Il reste à savoir ce qu’en penseront le Canada et les 27 alliés de la Belgique au sein de l’UE. Les chefs d’Etat et de gouvernement ont, en tout cas, trouvé un nouveau sujet de préoccupation pour le sommet qu’ils tiendront à Bruxelles, jeudi 20 et vendredi 21 octobre.

Un contenu de cette page n'est pas adapté au format mobile, vous pouvez le consulter sur le site web

La Commission se disait, elle, encore confiante, mardi soir. Une nouvelle réunion avec les responsables wallons était programmée mercredi. Mme Malmström est encouragée par le fait que les dernières réticences de toutes les autres parties ont été levées (notamment celles du gouvernement allemand, qui voulait obtenir des garanties supplémentaires après que sa Cour constitutionnelle a approuvé la ratification, mais avec des réserves).

Un peu plus impuissante et faible

Si la Commission espère encore à un accord avec les Wallons avant vendredi, c’est qu’au-delà de ce délai, l’organisation d’un sommet avec le Canada sera très aléatoire. Le premier ministre canadien Justin Trudeau, fervent supporter du CETA, n’a pas du tout envie de faire le déplacement à Bruxelles pour rien. La date butoir pour décider de la venue ou non de M. Trudeau serait fixée à samedi. Les ambassadeurs devraient donc travailler avec la Commission et les Wallons jusqu’à vendredi soir tard.

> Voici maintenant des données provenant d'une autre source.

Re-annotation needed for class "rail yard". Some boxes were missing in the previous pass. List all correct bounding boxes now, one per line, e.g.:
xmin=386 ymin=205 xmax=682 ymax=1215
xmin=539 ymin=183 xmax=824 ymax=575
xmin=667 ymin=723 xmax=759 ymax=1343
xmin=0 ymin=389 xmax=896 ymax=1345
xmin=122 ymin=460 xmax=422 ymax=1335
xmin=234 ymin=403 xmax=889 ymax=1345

Si la « fenêtre de tir » du 27 octobre était ratée, le traité ne serait toutefois pas définitivement mort, l’accord commercial, signé entre la Commission et Ottawa en septembre 2014, restant sur la table. Le signal politique envoyé par l’UE serait toutefois plus que négatif : elle apparaîtrait un peu plus impuissante et faible, alors que le Brexit se profile, qu’un accord avec le Vietnam est en instance de ratification et que Bruxelles mène des négociations difficiles avec le Japon dans la perspective d’un accord au moins aussi important que le CETA.

La Commission n’anticipait pas une réaction aussi dure de la part des francophones belges, même si Mme Malmström était consciente de l’opposition croissante des opinions publiques au libre-échange (en France, en Allemagne, en Autriche). Elle a travaillé pour « équilibrer » le CETA et réussi à y inclure des mécanismes d’arbitrage censés garantir la capacité législative des Etats.

Que les réticences de la Wallonie soient fondées ou pas, cette région est, en tout cas, en train de devenir le porte-drapeau de tous les anti-libre-échange européens. Un mouvement qui coalise des ONG, des écologistes, l’ultragauche et des populistes de droite. Tous saluent la « résistance » des Wallons, saturent les réseaux sociaux et sont en train de gagner la guerre de la communication face à une Commission une fois encore en difficulté.

Les dates

Juin 2007

Le Canada et l’Union européenne (UE) conviennent de mener une étude afin d’évaluer l’intérêt de nouer un partenariat économique plus étroit.

Mai 2009

Lancement des négociations en vue du futur accord de libre-échange économique.

Septembre 2014

Au sommet Canada-UE tenu à Ottawa, les dirigeants signent l’accord de libre-échange entre l’UE et le Canada (CETA).